A Glimpse into Investor Stewardship in Practice
At a recent INFINZ seminar, some of New Zealand’s leading asset managers discussed the benefits and challenges of investor stewardship, and what applying it looks like in practice.
One theme that was noted was the growth in stewardship both globally and in New Zealand. New Zealand’s Stewardship Code has managers of majority of New Zealand’s assets under management signed up to it, and stewardship is a leading responsible investment strategy in many global markets.
Milford’s Portfolio Manager and Head of Sustainable Investment, Frances Sweetman believes this growth in stewardship and the adoption of the Stewardship Code reflects a “legitimisation and maturation of responsible investment activity”. The Stewardship Code provides a universal standard for what good stewardship in New Zealand looks like, and a platform for investors to increase impact. “It helps to create a consistent and repeatable process around good sustainable investment.”
The growing interest in investor engagements in New Zealand was also discussed a lot. Investment practice is maturing from ‘invest or divest’ to how investors can use their influence to improve the long-term value of companies, says Frances Sweetman. She says engagement priorities reflect, and try to balance, issues such as increasing carbon emissions, demand for fossil fuel and the questions of returns and fiduciary duty.

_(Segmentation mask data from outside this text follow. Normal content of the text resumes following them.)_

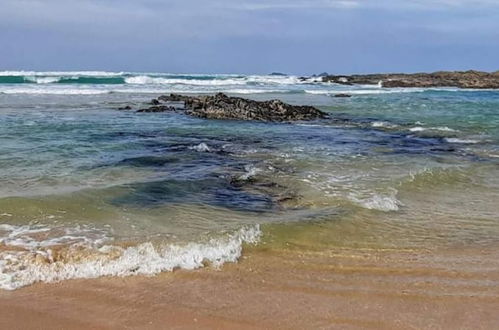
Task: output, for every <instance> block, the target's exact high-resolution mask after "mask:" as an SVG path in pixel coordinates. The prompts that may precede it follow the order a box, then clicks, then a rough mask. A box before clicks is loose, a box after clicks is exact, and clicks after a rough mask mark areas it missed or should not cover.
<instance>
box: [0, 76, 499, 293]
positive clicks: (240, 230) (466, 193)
mask: <svg viewBox="0 0 499 330" xmlns="http://www.w3.org/2000/svg"><path fill="white" fill-rule="evenodd" d="M37 79H38V80H37ZM215 91H223V92H226V93H229V94H232V95H239V96H240V95H243V96H244V97H248V98H253V99H257V100H266V99H271V98H279V99H282V100H284V101H286V102H290V103H294V104H308V105H314V106H316V107H318V108H320V109H322V110H324V111H326V112H328V113H330V115H331V118H332V119H327V120H320V121H314V122H300V123H292V124H286V123H279V124H277V123H257V122H241V121H217V120H203V119H198V118H191V117H187V116H184V115H182V114H176V113H149V114H148V113H141V114H138V113H135V112H133V111H118V110H117V109H118V108H119V107H121V106H124V105H131V106H132V107H133V108H139V107H141V106H144V105H145V103H146V102H148V101H149V100H150V99H151V98H153V97H157V96H158V95H160V94H165V93H169V92H190V93H212V92H215ZM338 92H346V93H350V94H351V95H352V98H347V99H344V98H334V97H332V96H333V95H334V94H335V93H338ZM498 201H499V92H498V91H474V90H458V89H448V88H443V89H381V88H379V87H376V86H339V85H335V84H324V83H320V82H317V81H315V80H313V79H311V80H308V81H301V80H300V79H299V78H298V77H280V76H238V75H217V76H202V75H193V76H186V75H165V74H132V73H103V72H94V73H78V72H73V73H20V72H17V73H12V72H10V73H3V76H2V74H0V222H1V224H0V244H1V245H0V287H2V288H4V289H12V288H17V287H19V286H23V285H27V284H31V283H34V282H37V281H46V282H51V281H58V280H63V279H69V278H79V277H97V276H103V275H133V274H154V273H157V272H160V271H168V270H171V269H174V268H177V267H181V268H187V269H192V268H197V267H201V266H203V265H204V264H205V263H206V262H211V263H213V264H222V263H224V262H227V261H236V260H237V259H238V257H239V256H240V254H241V249H242V244H243V243H256V242H260V244H271V243H275V244H281V242H285V243H286V244H292V245H293V246H297V247H300V248H303V249H310V248H312V249H327V248H329V247H331V246H340V247H344V246H354V247H374V248H386V247H390V248H400V249H403V248H414V247H418V248H424V249H433V248H439V247H449V246H456V245H472V246H485V245H490V244H496V243H497V237H499V236H498V234H499V222H498V220H499V219H498V214H499V207H498V206H497V205H498Z"/></svg>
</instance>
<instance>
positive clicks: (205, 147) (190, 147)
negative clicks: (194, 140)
mask: <svg viewBox="0 0 499 330" xmlns="http://www.w3.org/2000/svg"><path fill="white" fill-rule="evenodd" d="M189 149H191V150H196V151H198V152H210V150H211V149H210V147H208V145H207V144H206V143H204V142H201V143H200V144H198V145H195V146H192V147H189Z"/></svg>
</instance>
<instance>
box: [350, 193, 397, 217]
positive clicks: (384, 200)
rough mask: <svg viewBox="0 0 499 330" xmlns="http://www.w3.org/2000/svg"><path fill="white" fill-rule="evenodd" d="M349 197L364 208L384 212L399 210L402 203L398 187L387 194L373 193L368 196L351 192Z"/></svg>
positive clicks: (352, 200)
mask: <svg viewBox="0 0 499 330" xmlns="http://www.w3.org/2000/svg"><path fill="white" fill-rule="evenodd" d="M349 199H350V200H351V201H352V202H354V203H356V204H357V205H359V206H361V207H363V208H366V209H369V210H377V211H382V212H392V211H398V210H399V206H400V205H401V203H400V201H399V200H398V199H397V190H396V189H392V191H390V192H388V193H386V194H380V193H373V194H371V196H367V197H360V196H357V195H355V194H351V195H350V196H349Z"/></svg>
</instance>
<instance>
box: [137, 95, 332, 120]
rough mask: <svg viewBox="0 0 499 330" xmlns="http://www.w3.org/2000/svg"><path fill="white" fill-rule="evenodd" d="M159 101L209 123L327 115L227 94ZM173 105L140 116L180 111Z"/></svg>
mask: <svg viewBox="0 0 499 330" xmlns="http://www.w3.org/2000/svg"><path fill="white" fill-rule="evenodd" d="M158 100H159V101H162V102H166V103H170V104H171V103H172V102H183V103H184V108H183V109H182V110H185V113H186V114H187V115H190V116H194V117H199V118H207V119H236V120H257V121H300V120H314V119H321V118H326V117H327V114H326V113H324V112H322V111H320V110H318V109H316V108H314V107H312V106H299V105H291V104H287V103H284V102H282V101H280V100H270V101H254V100H249V99H244V98H240V97H230V96H227V95H225V94H223V93H218V94H216V95H213V96H199V97H195V96H184V95H178V94H170V95H162V96H160V97H158ZM179 109H180V108H177V107H175V106H172V105H157V106H153V107H150V108H148V109H141V110H139V112H161V111H172V110H179Z"/></svg>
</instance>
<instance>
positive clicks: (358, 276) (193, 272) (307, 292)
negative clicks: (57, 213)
mask: <svg viewBox="0 0 499 330" xmlns="http://www.w3.org/2000/svg"><path fill="white" fill-rule="evenodd" d="M498 257H499V249H497V248H488V249H480V250H478V249H458V250H446V251H439V252H438V253H432V252H423V251H403V252H400V251H389V250H384V251H379V250H377V251H373V250H365V249H364V250H349V249H337V250H331V251H328V252H307V253H303V252H293V251H264V250H262V249H254V248H253V249H252V250H251V251H249V252H248V253H246V255H245V257H244V258H243V259H242V260H241V261H240V262H239V263H238V264H228V265H225V266H224V267H223V269H222V270H214V269H210V268H206V269H202V270H197V271H176V272H173V273H165V274H160V275H158V276H155V277H128V278H100V279H90V280H73V281H66V282H62V283H56V284H37V285H34V286H31V287H27V288H23V289H20V290H16V291H1V292H0V328H1V329H165V328H178V329H185V328H187V329H189V328H202V329H203V328H204V329H213V328H216V329H235V328H237V329H257V328H258V329H262V328H268V329H271V328H282V329H305V328H307V329H315V328H333V329H336V328H337V329H365V328H383V329H494V328H496V329H497V328H499V285H498V284H499V258H498Z"/></svg>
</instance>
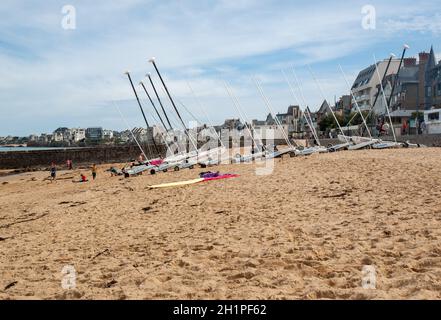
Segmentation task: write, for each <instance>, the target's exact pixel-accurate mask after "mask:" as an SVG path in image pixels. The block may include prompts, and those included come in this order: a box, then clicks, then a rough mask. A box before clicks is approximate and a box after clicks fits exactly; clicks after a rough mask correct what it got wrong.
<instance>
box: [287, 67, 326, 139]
mask: <svg viewBox="0 0 441 320" xmlns="http://www.w3.org/2000/svg"><path fill="white" fill-rule="evenodd" d="M282 74H283V76H284V77H285V81H286V83H287V84H288V86H289V89H290V91H291V94H292V96H293V97H294V99H295V100H296V102H297V104H298V105H299V107H300V100H299V98H298V97H297V95H296V93H295V92H294V88H293V86H292V84H291V82H290V81H289V79H288V77H287V76H286V73H285V71H284V70H283V69H282ZM304 103H305V102H304ZM300 112H301V113H302V114H303V118H305V120H306V123H307V124H308V126H309V127H310V129H311V132H312V135H313V136H314V139H315V140H316V141H317V143H318V145H319V146H320V145H321V144H320V141H319V139H318V137H317V133H316V132H315V130H314V128H313V127H312V124H310V123H309V120H308V117H307V116H306V103H305V112H303V111H302V110H300Z"/></svg>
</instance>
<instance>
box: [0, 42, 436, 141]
mask: <svg viewBox="0 0 441 320" xmlns="http://www.w3.org/2000/svg"><path fill="white" fill-rule="evenodd" d="M377 67H378V72H379V73H380V74H381V76H383V75H385V81H384V82H383V83H380V82H381V80H380V77H378V74H377V68H376V67H375V65H370V66H368V67H366V68H365V69H363V70H361V71H360V72H359V74H358V76H357V78H356V80H355V81H354V83H353V85H352V95H351V94H346V95H342V96H341V97H340V98H339V99H338V100H337V99H336V101H334V102H333V103H331V102H328V101H326V100H325V101H323V103H322V104H321V105H320V106H315V108H311V109H314V110H317V111H315V112H308V114H307V116H308V117H310V119H311V120H312V121H309V122H310V123H313V125H314V126H315V127H316V129H317V131H318V132H319V133H320V135H321V136H322V137H323V136H325V137H328V136H332V134H333V133H335V132H336V124H335V121H334V119H333V118H332V117H331V112H330V109H332V110H334V111H335V114H336V116H337V117H338V118H339V119H338V120H339V122H340V124H341V125H342V126H344V130H347V131H355V132H357V131H358V130H359V129H360V124H361V123H362V119H361V117H360V116H358V115H357V107H358V108H359V109H360V110H361V111H362V113H363V114H364V115H365V117H366V118H367V119H366V120H367V123H368V125H369V126H370V127H371V129H372V132H373V133H374V134H379V123H380V122H381V121H382V119H384V117H385V116H386V112H387V108H386V105H390V106H389V107H390V117H391V119H392V123H393V128H390V129H389V130H395V133H396V135H397V136H400V135H403V134H439V133H441V126H440V114H441V112H439V110H438V109H441V61H439V62H437V61H436V58H435V53H434V50H433V48H431V49H430V51H429V52H421V53H420V54H419V55H418V57H411V58H405V59H404V60H403V62H402V63H401V59H397V58H387V59H385V60H382V61H380V62H378V63H377ZM397 74H398V76H397ZM381 87H383V90H384V94H385V97H387V98H386V99H385V98H384V97H382V94H381V91H382V90H381V89H382V88H381ZM331 104H332V105H331ZM308 110H309V108H308ZM276 117H277V119H278V120H279V121H276V120H275V119H274V118H273V116H272V115H271V114H269V115H268V116H267V118H266V119H264V120H252V121H251V123H249V124H248V123H245V121H244V120H243V119H227V120H225V121H224V123H223V124H222V125H219V126H215V127H214V129H215V130H216V132H217V133H218V134H219V133H220V132H221V131H222V130H233V129H236V130H239V131H240V130H244V129H245V128H246V126H247V125H250V126H252V128H253V130H254V132H256V133H258V134H261V135H263V136H264V135H265V131H267V130H273V131H274V132H275V133H274V134H275V137H274V138H275V139H277V138H281V137H282V135H283V134H284V133H282V132H279V131H281V130H282V129H283V130H284V131H285V133H286V134H288V136H289V137H290V138H311V128H309V126H308V122H307V121H306V120H305V118H306V114H305V110H302V109H301V108H300V107H299V106H289V107H288V109H287V111H286V113H278V114H277V115H276ZM277 123H280V124H281V125H277ZM193 130H194V131H195V132H196V134H197V139H198V140H206V139H208V138H209V137H210V136H212V135H213V132H214V130H213V128H209V127H207V126H206V125H202V126H200V127H198V128H195V129H193ZM164 131H165V130H164V128H162V127H160V126H153V127H150V128H134V129H132V130H126V131H122V132H118V131H113V130H107V129H103V128H101V127H94V128H58V129H56V130H55V131H54V132H52V133H43V134H40V135H36V134H33V135H30V136H28V137H13V136H7V137H0V145H26V146H44V147H47V146H51V147H52V146H53V147H65V146H94V145H122V144H129V143H133V142H134V140H135V139H137V140H138V141H139V142H143V143H149V142H151V141H152V139H155V141H157V142H159V143H161V142H164V140H165V138H164ZM183 136H184V134H183V132H182V131H179V130H175V131H173V133H172V134H170V132H169V133H167V139H173V140H176V139H181V138H182V137H183Z"/></svg>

Frances Sweetman advises taking time to prioritise engagements - she says it takes effort from both sides, so spend that effort wisely. “For us prioritizing is a balancing act between identifying where an investee may be posing a higher level of risk to our portfolio, or to society, and where we can make an impact - for example where we are a substantial shareholder, we are likely to have a louder voice.”

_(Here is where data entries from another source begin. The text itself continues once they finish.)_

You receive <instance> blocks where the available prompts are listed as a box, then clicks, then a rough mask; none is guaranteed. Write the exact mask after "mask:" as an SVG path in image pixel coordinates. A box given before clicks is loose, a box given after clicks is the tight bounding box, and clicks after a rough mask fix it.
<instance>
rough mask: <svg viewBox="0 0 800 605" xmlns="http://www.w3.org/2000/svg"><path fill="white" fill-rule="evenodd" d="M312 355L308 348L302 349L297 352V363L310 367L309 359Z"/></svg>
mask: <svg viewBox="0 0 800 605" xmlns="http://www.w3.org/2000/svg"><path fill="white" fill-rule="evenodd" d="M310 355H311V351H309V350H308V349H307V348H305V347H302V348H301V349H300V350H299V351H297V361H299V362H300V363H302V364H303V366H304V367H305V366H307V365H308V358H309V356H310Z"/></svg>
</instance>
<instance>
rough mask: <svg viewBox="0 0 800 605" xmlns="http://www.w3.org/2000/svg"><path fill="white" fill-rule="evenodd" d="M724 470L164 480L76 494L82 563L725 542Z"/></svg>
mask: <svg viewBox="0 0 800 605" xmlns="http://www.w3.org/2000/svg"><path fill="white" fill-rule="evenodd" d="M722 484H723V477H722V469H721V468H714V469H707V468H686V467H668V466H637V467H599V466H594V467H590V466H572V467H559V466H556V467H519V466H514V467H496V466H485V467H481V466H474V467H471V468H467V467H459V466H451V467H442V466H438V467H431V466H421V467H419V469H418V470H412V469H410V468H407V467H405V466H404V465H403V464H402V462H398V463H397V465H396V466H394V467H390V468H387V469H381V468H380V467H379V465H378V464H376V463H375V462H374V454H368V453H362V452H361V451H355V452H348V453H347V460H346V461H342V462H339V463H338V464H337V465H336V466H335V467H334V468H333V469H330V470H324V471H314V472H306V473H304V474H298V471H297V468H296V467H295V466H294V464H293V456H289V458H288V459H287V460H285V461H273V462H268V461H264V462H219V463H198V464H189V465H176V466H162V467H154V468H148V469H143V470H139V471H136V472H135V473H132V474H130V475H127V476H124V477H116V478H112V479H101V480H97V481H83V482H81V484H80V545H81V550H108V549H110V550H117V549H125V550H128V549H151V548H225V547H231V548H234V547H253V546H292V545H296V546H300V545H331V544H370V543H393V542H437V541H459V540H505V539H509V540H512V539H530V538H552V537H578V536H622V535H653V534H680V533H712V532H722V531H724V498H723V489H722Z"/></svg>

“The Stewardship Code encourages transparency with engagements. We need to normalize what is a very common activity globally, and should be seen as valuable and constructive in New Zealand.”
At the same time, Daniel Street, Partner at DLA Piper, noted the increasing focus from regulators on stewardship claims and whether they may be considered greenwashing. “Regulators are taking notice of stewardship too, and the same principles apply to any investor related reporting. Any statements should be clear, accurate and consistent. Take care that the overall impression of your stewardship claim matches the impact and influence you have”
Castle Point Funds Management Partner Gordon Sims told the seminar that stewardship takes into account many externalities that are not always captured in more short-term thinking. “Stewardship means engaging not just with companies. Investors are increasingly speaking up on policy issues, including the current development of modern slavery legislation in New Zealand.”
Gordon Sims acknowledges effective stewardship activities takes resource, but can be done in a light touch way - for example, by participating in collaborative engagements or by prioritising what is important to stakeholders. “Being a small asset manager shouldn’t prevent you engaging in stewardship - it may just alter the way you do it.”
Castle Point Funds Management gives the example of one company where there were concerns they weren’t managing their risks around modern slavery concerns properly.
“The first response from a New Zealand corporate was a strong push back around the level of work required at a board level, and how long the process could take for something that was not currently a regulatory requirement for them. Once we’d explained the timeframe we felt was appropriate, our logic behind the request, and the outcome we wanted, we came to an agreement pretty quickly. Supplier selection policies have already been changed, and we expect them to file their Australian modern slavery statement this year.”
Frances Sweetman says the Code is a ‘comply or explain’ Code, acknowledging it’s a journey for companies, and it encourages them to work towards compliance while describing their progress. As an example, Milford is working towards its conflicts of interest policy.
In the coming year, Gordon Sims thinks Signatories should focus on collaboratively engaging with investees. “I suspect many investment managers are looking for similar outcomes from their engagement efforts, but I’m not sure that our investees hear a common voice from us. International research shows collaborative engagements can be three times more effective, while reducing the burden on companies.”
He also advises that seeing change from these engagements can take time, due to the nature of a company's reporting cycle. It’s important to stay focused and accept change is unlikely to be immediate. “We’re all still only starting this journey, there’s plenty to be done,” he says.
Thanks to INFINZ and the Aotearoa New Zealand Stewardship Code for organising this event, and to DLA Piper for hosting it.